This coming Sunday is a feast with one of the most epic names of any liturgical commemoration: the Solemnity of Our Lord Jesus Christ, King of the Universe. This feast day is densely packed with historical and theological significance, and we would do well to unpack some of it in preparation for this celebration.
The feast is a relatively new addition to the liturgical calendar, having been added only in 1925 by Pope Pius XI. At that time, Europe was experiencing a rise in both nationalism and secularism as after-effects of The Great War (now known as World War I): the dismantling of the Ottoman and German Empires created a vacuum which was filled by the aspirations of ethnic nationalities to have their own states, and the horrors of the trenches and No Man’s Land had led many to question whether a provident God cared for the world, or was even present, and whether churches should have a say in anything.
Closer to home for Pope Pius, the newly-forged unified Italy, which had swallowed up the Papal States, continued to struggle with the Vatican over political authority in the city of Rome. The world seemed to be in a state of crisis, unsure where to turn or whom to trust.
With the proclamation of this feast day, Pope Pius reaffirmed the answer the Church had always given to this question: trust Jesus. Jesus is Lord of history, King of all, God Incarnate. Though it was not a new claim, it was a revolutionary one in its time.
To reassert the kingship of Christ in this time was a seemingly foolish endeavor. In a world that was dethroning czars, kaisers, and sultans left and right, to proclaim a king was to set a target on his (and your) back. Yet this was no different than in Jesus’ own day, for when he rode into Jerusalem being hailed by the crowds as the Son of David (a kingly title), he rode beneath Roman soldiers perched on the city walls.
Octavian had taken other titles apart from Augustus Caesar: Savior of the World, Son of God, Lord. When Jesus’ followers proclaimed him as Lord, it was an inherently political statement: if Jesus is Lord, Caesar ain’t. To proclaim Jesus as king was treason.
And though we sit in relative comfort in the post-Christian Western world today, where most are too apathetic to bother bludgeoning you for your belief in Christ, in many other places around the globe to take to yourself the name of Christian is to mark yourself for execution, as the international news reminds us daily.
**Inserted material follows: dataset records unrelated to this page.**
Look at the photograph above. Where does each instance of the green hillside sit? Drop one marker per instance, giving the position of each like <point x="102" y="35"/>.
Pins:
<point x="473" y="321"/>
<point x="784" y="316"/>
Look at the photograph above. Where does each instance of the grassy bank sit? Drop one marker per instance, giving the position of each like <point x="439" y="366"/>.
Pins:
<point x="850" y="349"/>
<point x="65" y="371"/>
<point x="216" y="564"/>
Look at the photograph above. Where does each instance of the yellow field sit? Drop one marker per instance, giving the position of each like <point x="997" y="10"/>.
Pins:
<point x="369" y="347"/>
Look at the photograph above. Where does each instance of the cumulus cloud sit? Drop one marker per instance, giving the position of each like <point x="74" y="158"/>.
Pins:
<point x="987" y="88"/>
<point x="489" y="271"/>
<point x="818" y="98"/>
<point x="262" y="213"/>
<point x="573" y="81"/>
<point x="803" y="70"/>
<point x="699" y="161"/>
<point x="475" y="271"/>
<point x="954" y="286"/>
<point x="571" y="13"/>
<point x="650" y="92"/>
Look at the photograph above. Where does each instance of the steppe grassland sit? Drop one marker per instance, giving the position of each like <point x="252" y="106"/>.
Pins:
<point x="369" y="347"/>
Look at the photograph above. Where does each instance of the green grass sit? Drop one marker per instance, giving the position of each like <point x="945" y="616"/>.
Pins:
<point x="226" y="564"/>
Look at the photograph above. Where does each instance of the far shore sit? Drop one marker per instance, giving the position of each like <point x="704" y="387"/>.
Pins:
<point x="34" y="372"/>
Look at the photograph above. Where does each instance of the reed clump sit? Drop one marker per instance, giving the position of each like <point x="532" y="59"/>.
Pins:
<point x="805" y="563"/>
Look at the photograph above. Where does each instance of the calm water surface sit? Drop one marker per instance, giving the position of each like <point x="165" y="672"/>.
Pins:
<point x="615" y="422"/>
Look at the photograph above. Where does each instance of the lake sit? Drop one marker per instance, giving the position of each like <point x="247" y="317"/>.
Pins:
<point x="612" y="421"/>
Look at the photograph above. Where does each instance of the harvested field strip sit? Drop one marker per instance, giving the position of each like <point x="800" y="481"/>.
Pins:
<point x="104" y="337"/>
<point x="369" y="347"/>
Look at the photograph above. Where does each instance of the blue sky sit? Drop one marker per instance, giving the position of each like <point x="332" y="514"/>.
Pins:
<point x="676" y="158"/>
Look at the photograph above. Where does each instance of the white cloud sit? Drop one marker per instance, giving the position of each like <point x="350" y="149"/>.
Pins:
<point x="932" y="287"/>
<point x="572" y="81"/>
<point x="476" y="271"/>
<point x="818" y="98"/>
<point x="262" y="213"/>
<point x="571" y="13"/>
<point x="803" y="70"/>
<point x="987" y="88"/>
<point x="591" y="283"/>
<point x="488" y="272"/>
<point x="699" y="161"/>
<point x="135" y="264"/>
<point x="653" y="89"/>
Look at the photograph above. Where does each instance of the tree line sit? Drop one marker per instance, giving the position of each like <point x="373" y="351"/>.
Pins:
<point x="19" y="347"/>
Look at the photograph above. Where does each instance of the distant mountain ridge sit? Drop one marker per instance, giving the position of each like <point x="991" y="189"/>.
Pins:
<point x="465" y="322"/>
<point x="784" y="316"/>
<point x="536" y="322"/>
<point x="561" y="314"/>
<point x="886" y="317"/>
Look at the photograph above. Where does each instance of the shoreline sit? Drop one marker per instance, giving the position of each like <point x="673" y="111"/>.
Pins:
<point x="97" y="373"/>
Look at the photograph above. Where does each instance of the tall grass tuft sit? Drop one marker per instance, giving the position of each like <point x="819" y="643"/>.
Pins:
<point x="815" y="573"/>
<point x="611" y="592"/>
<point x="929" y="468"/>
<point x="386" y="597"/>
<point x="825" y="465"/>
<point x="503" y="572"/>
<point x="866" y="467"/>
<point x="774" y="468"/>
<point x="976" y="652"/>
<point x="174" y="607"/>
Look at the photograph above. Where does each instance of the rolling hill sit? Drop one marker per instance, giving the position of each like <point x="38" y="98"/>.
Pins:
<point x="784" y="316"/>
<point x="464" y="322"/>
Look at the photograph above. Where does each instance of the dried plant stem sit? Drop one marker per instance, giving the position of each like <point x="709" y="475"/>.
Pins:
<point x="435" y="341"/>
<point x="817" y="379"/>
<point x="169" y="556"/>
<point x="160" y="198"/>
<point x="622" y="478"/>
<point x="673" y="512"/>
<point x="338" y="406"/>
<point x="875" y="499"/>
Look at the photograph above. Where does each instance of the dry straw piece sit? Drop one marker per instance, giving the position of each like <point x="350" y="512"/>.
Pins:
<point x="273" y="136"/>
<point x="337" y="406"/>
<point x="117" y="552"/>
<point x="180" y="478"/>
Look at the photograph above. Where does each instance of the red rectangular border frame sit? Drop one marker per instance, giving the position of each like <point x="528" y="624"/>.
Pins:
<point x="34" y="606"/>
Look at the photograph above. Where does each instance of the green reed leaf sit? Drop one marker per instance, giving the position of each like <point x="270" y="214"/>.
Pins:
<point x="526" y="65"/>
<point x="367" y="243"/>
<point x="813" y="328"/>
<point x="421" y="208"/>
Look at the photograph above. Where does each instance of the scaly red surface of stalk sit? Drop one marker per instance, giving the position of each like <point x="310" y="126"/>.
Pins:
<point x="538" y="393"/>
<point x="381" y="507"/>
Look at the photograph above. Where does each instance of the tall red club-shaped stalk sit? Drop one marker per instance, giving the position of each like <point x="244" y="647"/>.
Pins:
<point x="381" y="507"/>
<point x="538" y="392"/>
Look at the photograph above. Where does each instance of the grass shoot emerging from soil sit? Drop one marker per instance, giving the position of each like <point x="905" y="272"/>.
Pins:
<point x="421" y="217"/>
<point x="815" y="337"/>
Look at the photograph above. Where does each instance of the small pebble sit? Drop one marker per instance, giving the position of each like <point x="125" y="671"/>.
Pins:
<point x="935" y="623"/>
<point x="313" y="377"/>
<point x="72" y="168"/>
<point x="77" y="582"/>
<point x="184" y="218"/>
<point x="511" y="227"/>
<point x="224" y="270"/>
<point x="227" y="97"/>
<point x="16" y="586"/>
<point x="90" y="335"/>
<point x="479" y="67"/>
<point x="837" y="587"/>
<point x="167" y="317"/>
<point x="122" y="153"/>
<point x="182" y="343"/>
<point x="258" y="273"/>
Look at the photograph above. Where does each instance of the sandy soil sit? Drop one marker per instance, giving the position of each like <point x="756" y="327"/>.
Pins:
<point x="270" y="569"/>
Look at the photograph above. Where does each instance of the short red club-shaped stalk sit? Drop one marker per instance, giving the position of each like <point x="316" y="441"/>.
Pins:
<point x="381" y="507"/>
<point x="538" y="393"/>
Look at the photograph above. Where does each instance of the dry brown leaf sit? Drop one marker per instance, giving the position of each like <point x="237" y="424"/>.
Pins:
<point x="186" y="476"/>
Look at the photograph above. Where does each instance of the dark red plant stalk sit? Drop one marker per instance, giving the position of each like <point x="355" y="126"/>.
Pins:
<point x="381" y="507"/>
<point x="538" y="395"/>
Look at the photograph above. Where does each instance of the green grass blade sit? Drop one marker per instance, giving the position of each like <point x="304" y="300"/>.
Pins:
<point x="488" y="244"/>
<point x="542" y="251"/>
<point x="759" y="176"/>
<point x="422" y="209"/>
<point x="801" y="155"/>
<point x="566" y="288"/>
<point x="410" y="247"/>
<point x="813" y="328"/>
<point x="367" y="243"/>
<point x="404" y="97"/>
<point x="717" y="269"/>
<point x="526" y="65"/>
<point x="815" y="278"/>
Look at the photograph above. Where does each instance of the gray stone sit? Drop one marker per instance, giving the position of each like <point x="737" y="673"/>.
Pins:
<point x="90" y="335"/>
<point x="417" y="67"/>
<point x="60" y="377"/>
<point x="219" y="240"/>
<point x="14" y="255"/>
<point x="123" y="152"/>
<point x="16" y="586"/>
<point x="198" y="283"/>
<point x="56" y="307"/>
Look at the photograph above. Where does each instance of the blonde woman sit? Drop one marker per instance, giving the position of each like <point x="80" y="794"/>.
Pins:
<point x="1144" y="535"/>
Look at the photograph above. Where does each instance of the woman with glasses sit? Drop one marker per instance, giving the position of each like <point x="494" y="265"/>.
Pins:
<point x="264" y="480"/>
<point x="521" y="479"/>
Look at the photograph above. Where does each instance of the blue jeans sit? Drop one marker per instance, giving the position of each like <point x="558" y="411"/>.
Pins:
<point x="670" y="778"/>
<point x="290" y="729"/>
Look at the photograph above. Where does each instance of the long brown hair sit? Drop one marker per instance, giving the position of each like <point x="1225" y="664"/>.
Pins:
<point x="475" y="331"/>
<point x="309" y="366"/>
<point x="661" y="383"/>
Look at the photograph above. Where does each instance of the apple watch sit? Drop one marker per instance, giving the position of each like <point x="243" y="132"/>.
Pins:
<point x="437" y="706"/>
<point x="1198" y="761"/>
But these principalities and powers, these dictatorships and oligarchies, even our democracies which too often operate under the assumption that any course of action is justified if it receives a plurality of votes, none of these has the final say in history. None of these will determine our fates in the end. Jesus proclaimed that the Kingdom of God was among us 2,000 years ago, and that kingdom has continued to build over all that time.
The grace of God merited through the cross of Christ has moved the hearts of many and shaped the course of the world, producing countless saints and a Christian consciousness that has improved the fates of many in myriad ways, from the invention of universities and hospitals to the abolition of slavery to the continual struggle for peace. And in the fullness of time, the King of Glory will come again, to rule the nations with justice and mercy, to reign over God’s new creation in the resurrection of the dead and the life of the world to come.
This is why the Church sets this feast just before Advent begins: to remind us of his Second Coming before we commemorate his first. Let us approach this season of anticipation with joy and longing, echoing the Book of Revelation: Come, Lord!